Background: Depression and obesity are widespread and closely linked. Brain-derived neurotrophic factor (BDNF) and vitamin D are both assumed to be associated with depression and obesity. Little is known about the interplay between vitamin D and BDNF. We explored the putative associations and interactions between serum BDNF and vitamin D levels with depressive symptoms and abdominal obesity in a large population-based cohort. Methods: Data were obtained from the population-based Study of Health in Pomerania (SHIP)-Trend (n = 3,926). The associations of serum BDNF and vitamin D levels with depressive symptoms (measured using the Patient Health Questionnaire) were assessed with binary and multinomial logistic regression models. The associations of serum BDNF and vitamin D levels with obesity (measured by the waist-to-hip ratio [WHR]) were assessed with binary logistic and linear regression models with restricted cubic splines.
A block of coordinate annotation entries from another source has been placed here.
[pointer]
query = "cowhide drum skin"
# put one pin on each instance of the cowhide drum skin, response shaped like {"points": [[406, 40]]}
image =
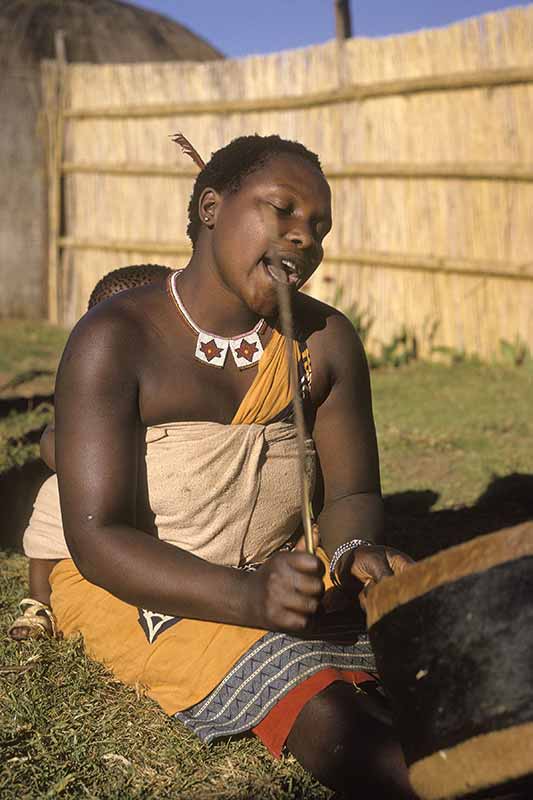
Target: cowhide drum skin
{"points": [[453, 638]]}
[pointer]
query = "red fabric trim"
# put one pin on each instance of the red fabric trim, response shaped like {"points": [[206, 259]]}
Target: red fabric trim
{"points": [[276, 726]]}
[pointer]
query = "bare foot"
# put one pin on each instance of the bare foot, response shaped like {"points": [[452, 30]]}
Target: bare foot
{"points": [[35, 622]]}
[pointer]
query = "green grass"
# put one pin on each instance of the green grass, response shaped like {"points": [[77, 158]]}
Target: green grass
{"points": [[452, 429], [19, 436], [29, 355], [69, 730]]}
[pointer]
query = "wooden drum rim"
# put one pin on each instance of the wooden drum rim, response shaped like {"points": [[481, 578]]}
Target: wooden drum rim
{"points": [[447, 566]]}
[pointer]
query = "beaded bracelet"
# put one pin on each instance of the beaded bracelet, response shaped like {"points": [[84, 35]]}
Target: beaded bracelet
{"points": [[339, 552]]}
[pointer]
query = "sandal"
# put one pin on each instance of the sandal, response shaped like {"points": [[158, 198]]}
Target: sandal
{"points": [[35, 622]]}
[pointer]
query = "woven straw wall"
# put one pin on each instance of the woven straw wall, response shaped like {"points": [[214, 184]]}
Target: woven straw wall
{"points": [[432, 184]]}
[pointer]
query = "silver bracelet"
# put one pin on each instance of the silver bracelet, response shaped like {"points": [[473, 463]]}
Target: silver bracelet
{"points": [[339, 552]]}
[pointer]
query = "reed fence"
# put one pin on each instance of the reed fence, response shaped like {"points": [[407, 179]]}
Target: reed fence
{"points": [[425, 139]]}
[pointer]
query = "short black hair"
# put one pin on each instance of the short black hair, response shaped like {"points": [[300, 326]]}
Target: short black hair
{"points": [[126, 278], [229, 165]]}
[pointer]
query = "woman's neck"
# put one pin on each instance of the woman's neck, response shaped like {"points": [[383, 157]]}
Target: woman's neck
{"points": [[210, 303]]}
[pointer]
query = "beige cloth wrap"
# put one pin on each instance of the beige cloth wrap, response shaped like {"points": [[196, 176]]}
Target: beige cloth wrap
{"points": [[230, 494]]}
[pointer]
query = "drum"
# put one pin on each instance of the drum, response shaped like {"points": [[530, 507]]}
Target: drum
{"points": [[453, 638]]}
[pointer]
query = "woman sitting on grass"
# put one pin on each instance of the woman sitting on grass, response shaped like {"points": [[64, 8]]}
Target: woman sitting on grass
{"points": [[177, 465]]}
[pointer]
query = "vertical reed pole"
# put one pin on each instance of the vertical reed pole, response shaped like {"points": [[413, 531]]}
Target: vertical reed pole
{"points": [[343, 20], [55, 158]]}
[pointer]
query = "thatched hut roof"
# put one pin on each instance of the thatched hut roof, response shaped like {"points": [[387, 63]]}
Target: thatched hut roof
{"points": [[97, 31]]}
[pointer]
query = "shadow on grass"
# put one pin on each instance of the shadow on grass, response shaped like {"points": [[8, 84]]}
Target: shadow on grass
{"points": [[413, 527]]}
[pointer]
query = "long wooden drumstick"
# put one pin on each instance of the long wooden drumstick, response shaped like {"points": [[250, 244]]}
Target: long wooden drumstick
{"points": [[285, 317], [287, 327]]}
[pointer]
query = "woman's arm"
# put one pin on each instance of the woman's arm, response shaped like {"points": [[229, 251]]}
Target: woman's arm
{"points": [[97, 431], [345, 436]]}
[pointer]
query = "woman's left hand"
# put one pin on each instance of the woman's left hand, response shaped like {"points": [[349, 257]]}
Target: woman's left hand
{"points": [[371, 563]]}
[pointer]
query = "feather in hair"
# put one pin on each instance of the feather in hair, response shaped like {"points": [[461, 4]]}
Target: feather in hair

Results: Logistic regression models revealed inverse associations of vitamin D with depression (OR = 0.966; 95% CI 0.951–0.981) and obesity (OR = 0.976; 95% CI 0.967–0.985). No linear association of serum BDNF with depression or obesity was found. However, linear regression models revealed a U-shaped association of BDNF with WHR (p < 0.001). Conclusion: Vitamin D was inversely associated with depression and obesity. BDNF was associated with abdominal obesity, but not with depression. At the population level, our results support the relevant roles of vitamin D and BDNF in mental and physical health-related outcomes.